This is the final article in a three-part series exploring the relative project value of people, process and tools. The first instalment, ‘The People Premium,’ discussed the attributes of people that make them indispensable to project work, but can also cause problems. The second article, ‘Processes for People,’ looked at the role of processes in compensating for human shortcomings. This final installment explores the role of tools in making people and the processes that support them more efficient.
Processes help people a project’s most precious resource work their magic by mitigating their human shortcomings. However, while people can sometimes efficiently execute processes, this is not always the case. Many processes can have a negative impact on individual effectiveness, and some processes are so tedious as to become a source of new problems, even as they solve others. In these cases, tools are the key to making our people more efficient and effective at executing the processes that support them.
Tools have two primary functions, to leverage or magnify people’s effort, making them more efficient, and to replace human effort when a tool can do the job more effectively. Some tools have as their focus one of these things, but most tools combine elements of both.
A compiler is a good example of a tool that primarily leverages human effort. Decades ago, people wrote the actual code that ran on the computer’s processor. This was an incredibly time-consuming proposition, as the programmer conceived of the actions the computer needed to take, and decomposed them down into the individual 1′s and 0′s that were required to make it happen.
Compilers magnify the amount of work programmers can do by allowing them to work at a higher level of abstraction, spending more of their time analyzing the problem at hand and applying their intellect to solving it, while the compiler translates each line of high-level code into dozens (or hundreds) of commands to the computer.
The Internet provides a good example of a tool that actually replaces human effort. When you want to view a certain website, all you need to know is its address (its URL Universal Resource Locator). There is no need to think about how to get from wherever you are on the Internet to the location of the website you want to visit. After you provide the URL, the computers of the Internet work together to figure out where the pages for that site reside, and how to route your request to that location and its responses back to you.
Eliminating the need for people to understand the details of the Internet, has opened the World Wide Web to use by average people around the world. This is only possible because the Internet does that work invisibly, without any input from the user, other than the URL.
When Do We Need Tools?
Contrary to what many toolmakers would have us believe, we do not need a tool for every job. Many of the tasks we do on a daily basis yield very nicely to people’s capabilities and effective processes. But at the same time, we should always be on the lookout for cases where a tool could make people or their processes more efficient. We can leverage our understanding of the two primary functions of tools to help us to identify cases where a tool may be helpful.
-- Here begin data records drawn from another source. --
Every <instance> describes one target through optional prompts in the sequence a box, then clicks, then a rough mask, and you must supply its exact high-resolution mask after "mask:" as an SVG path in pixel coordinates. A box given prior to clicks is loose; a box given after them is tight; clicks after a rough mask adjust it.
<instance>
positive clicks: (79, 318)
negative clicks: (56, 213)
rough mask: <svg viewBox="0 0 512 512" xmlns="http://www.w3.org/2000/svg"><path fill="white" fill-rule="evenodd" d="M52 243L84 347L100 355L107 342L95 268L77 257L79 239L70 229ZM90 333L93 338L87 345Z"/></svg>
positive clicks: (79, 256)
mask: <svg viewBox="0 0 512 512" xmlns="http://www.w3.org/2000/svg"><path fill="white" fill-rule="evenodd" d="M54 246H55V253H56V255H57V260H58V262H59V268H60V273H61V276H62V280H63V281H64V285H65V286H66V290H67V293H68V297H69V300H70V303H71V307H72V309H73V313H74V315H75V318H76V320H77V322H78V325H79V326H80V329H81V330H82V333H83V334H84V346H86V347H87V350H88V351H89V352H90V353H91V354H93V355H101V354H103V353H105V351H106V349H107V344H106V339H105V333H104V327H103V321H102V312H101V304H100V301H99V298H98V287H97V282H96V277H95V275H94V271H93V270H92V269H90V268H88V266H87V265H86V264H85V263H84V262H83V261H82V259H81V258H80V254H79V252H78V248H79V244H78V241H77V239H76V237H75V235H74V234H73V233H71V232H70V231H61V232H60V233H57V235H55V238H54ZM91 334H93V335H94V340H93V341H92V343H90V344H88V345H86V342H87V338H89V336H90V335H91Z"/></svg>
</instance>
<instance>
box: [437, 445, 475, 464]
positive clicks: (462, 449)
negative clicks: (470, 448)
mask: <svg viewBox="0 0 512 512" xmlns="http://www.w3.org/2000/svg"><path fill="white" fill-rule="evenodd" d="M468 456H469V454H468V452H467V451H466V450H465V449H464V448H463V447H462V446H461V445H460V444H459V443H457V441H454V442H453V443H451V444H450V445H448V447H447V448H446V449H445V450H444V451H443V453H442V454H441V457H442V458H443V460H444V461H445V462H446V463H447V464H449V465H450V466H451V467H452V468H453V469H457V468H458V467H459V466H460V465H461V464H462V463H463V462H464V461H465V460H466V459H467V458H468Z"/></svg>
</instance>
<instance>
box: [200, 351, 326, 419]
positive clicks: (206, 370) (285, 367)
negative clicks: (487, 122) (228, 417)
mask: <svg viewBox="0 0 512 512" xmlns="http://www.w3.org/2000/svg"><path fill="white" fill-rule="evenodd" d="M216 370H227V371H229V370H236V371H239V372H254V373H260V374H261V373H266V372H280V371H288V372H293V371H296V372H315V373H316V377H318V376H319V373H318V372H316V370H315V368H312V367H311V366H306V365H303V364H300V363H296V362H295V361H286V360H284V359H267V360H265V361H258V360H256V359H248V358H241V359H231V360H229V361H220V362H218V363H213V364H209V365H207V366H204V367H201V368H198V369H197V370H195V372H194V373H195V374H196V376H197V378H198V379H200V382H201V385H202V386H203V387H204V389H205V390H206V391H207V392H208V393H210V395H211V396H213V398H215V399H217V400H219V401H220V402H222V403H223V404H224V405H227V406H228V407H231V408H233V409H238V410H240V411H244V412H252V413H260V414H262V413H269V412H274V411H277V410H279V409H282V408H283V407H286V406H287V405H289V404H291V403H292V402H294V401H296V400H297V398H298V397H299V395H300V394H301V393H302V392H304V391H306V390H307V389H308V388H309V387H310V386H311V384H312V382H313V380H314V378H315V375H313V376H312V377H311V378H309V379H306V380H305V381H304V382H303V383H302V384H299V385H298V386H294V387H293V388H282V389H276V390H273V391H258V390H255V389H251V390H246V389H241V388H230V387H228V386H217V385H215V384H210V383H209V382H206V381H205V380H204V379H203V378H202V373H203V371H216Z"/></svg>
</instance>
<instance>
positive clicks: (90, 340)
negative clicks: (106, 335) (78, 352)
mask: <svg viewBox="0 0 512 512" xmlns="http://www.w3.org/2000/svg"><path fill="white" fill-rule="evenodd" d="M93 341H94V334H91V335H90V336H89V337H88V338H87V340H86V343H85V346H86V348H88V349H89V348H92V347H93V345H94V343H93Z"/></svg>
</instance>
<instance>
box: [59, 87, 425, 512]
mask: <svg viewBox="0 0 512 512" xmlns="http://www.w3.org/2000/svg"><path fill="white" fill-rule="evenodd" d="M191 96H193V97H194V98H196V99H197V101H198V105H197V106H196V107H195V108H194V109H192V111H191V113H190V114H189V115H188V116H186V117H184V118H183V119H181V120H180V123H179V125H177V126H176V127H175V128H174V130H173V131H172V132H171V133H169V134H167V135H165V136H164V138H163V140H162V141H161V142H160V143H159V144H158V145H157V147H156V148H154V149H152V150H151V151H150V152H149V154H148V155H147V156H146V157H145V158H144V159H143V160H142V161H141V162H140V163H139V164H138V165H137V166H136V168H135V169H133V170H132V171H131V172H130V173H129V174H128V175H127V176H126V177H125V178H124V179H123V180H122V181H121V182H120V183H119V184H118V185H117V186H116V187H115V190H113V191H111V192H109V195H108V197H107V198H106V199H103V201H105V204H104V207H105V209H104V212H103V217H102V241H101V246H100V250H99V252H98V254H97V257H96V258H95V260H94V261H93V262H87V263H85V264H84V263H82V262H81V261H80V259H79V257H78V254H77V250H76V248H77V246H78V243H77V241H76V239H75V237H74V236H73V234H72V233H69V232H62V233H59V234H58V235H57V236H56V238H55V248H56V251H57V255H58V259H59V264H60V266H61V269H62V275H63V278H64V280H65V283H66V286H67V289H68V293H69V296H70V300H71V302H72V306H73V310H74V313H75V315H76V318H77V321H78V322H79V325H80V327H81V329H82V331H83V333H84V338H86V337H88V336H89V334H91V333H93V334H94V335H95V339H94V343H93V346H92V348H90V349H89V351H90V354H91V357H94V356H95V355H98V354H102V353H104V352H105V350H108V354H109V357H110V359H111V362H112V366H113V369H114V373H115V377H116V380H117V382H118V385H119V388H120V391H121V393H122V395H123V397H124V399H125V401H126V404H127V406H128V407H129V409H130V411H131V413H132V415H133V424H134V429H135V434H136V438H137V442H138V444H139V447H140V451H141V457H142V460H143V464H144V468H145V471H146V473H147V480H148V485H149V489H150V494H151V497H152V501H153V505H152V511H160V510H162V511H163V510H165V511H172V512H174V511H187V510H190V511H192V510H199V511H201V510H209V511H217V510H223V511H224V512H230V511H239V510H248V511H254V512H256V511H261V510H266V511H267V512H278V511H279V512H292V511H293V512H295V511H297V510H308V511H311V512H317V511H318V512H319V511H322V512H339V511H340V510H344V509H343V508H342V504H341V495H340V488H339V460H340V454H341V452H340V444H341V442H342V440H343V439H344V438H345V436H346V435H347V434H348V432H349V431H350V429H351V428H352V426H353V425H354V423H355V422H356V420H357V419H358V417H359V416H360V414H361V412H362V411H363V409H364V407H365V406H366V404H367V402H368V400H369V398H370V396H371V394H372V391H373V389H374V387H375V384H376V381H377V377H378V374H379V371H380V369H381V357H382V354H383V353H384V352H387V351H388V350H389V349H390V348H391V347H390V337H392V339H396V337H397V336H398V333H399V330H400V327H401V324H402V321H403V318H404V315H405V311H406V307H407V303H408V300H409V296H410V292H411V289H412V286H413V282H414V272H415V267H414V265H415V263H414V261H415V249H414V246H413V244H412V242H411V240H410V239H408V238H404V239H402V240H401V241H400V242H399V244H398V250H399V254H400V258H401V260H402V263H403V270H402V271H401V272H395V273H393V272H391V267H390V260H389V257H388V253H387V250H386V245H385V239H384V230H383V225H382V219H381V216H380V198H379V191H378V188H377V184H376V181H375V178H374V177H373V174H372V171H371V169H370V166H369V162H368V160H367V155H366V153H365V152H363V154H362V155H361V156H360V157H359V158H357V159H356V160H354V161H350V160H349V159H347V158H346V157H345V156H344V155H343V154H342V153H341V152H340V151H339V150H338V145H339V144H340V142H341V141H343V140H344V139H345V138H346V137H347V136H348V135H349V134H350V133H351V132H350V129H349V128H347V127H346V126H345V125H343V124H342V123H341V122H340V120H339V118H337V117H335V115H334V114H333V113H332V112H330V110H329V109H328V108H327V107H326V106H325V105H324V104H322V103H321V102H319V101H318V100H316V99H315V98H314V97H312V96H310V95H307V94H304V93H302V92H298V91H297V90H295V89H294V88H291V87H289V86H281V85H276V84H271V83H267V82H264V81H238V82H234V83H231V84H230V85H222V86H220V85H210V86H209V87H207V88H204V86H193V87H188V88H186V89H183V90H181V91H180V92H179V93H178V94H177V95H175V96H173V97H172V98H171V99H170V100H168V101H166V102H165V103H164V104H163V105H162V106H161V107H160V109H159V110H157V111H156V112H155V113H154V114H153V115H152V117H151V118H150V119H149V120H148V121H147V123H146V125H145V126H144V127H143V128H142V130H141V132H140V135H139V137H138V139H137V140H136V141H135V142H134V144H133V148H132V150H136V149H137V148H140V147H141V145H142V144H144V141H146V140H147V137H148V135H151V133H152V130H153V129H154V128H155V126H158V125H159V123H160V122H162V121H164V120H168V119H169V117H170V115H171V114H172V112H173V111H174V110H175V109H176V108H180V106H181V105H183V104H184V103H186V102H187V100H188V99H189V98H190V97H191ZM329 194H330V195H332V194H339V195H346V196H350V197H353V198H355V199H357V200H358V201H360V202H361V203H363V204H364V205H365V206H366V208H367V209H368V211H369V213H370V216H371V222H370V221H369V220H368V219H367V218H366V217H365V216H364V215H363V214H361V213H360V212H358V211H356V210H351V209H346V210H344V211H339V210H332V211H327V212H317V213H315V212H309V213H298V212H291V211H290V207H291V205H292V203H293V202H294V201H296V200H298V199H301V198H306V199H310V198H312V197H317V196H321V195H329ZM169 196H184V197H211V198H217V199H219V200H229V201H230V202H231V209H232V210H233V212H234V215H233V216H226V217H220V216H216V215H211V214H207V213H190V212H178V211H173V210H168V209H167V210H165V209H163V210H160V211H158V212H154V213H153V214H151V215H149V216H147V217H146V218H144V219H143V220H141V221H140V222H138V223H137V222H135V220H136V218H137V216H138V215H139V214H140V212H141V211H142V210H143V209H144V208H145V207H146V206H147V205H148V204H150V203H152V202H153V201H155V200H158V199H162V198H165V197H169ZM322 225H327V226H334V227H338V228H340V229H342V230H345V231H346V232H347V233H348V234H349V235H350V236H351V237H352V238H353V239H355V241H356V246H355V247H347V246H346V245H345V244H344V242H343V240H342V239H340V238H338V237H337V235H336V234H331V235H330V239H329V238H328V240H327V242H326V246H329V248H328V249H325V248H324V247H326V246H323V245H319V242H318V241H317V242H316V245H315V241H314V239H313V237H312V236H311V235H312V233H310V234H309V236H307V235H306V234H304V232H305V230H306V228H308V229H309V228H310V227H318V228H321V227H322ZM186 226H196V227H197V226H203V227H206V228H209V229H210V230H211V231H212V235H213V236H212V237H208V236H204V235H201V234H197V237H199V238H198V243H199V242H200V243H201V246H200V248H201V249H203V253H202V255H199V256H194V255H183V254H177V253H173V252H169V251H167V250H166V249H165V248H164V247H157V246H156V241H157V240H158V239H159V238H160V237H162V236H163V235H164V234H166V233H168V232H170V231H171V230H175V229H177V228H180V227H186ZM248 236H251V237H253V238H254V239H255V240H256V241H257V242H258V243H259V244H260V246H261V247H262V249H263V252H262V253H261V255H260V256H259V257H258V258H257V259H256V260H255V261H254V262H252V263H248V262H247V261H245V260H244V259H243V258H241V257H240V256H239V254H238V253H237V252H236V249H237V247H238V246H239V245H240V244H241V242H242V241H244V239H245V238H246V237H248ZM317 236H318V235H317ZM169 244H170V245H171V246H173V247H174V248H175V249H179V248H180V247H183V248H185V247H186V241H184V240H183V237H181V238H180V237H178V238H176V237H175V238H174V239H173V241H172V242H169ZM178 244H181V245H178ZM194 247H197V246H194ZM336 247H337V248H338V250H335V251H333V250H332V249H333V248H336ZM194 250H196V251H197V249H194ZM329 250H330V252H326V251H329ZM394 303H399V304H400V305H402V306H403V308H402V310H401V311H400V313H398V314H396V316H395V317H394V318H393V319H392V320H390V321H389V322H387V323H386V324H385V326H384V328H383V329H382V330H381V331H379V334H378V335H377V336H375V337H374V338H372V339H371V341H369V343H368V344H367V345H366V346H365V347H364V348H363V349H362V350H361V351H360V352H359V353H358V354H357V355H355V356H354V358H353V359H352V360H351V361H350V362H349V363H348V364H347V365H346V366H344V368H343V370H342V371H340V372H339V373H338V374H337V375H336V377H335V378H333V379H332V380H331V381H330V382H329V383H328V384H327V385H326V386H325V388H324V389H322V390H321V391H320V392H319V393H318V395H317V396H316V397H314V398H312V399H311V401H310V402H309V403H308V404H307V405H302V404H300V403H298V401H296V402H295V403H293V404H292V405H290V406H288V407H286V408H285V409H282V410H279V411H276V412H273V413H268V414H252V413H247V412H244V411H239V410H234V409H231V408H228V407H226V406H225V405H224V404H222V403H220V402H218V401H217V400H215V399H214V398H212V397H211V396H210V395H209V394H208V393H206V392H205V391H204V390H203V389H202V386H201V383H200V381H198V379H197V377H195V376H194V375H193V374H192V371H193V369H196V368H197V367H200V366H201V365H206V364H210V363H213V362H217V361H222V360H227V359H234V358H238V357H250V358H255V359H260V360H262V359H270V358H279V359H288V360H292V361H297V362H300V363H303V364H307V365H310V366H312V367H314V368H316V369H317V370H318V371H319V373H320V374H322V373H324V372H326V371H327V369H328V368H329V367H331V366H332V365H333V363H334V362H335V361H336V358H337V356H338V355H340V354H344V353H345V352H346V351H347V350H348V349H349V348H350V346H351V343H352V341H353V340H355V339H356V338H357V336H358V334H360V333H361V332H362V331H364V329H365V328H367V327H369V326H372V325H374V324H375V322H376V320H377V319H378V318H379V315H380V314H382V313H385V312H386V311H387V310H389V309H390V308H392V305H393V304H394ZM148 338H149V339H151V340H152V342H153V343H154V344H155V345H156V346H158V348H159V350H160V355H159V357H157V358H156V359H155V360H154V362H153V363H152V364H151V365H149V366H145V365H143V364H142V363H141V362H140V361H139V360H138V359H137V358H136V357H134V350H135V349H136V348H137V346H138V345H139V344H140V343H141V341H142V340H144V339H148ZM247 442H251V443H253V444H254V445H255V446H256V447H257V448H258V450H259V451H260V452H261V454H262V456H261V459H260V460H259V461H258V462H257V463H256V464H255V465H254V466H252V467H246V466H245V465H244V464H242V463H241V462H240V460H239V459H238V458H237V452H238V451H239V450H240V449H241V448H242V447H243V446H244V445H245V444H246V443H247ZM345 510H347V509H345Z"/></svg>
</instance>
Are there time-sinks in our processes? Look carefully at the specific steps and tasks that your people spend their time on. Peoples’ strengths revolve around exercising their creativity and intellect. Do your people spend the bulk of their time on creative aspects of the work? Or are there more mundane activities that drain their effort?
When a process demands that people spend significant time on non-creative steps, it is a candidate for a tool. Look for a tool that will magnify people’s effort on the mundane activities, allowing them to spend less time on them, and more time on the more challenging aspects of their work. Not only will such a tool make people more efficient, but it will also improve the quality of their work-life, as they spend their efforts on more interesting and challenging work.
Are there processes that don’t need human intervention at all? The analysis described above can sometimes yield an important discovery; that there is no aspect of the work that requires a person’s unique abilities. In that case, the entire job becomes a candidate for automation. If the appropriate tool can be found, our people’s time can be redirected to more important in interesting work.
Tools and Processes
Any time a tool is adopted, it will necessitate process changes. For example, adoption of a code control tool will require that developers check code out of the repository to work on it, and check it in when they are done. This example is of a relatively minor process change; one that is clearly warranted by the significant benefits that the tool provides.
But the process changes that are required by any specific tool is an important consideration. If a tool requires that we make significant changes to our processes, then we need to pause to consider if we should adopt that tool and its required process changes. How will those changes affect our people? Will the new process support the people’s work (the key function of a process)? Will the people be able to perform the new process? Do they have the time? Do they possess the requisite skills and knowledge? Does the process support the organization’s objectives?
We must always remember that the role of tools is to support people and their processes, making them efficient and effective. Any tool that reduces effectiveness or efficiency is not worth adopting, and should be rejected.
Conclusion
Our projects depend on a triad of things in order to run well. We depend on our People (who provide the creativity and intellect), our processes (that compensate for people’s weaknesses), and our tools (that make our people and their processes efficient). There is a definite hierarchy in that triad, with people being supreme, and tools in a supporting role for both people and processes.
We need people, processes and tools (just as a three-legged stool needs all three of its legs). Ensuring the success of our projects requires that we always keep these three elements properly balanced.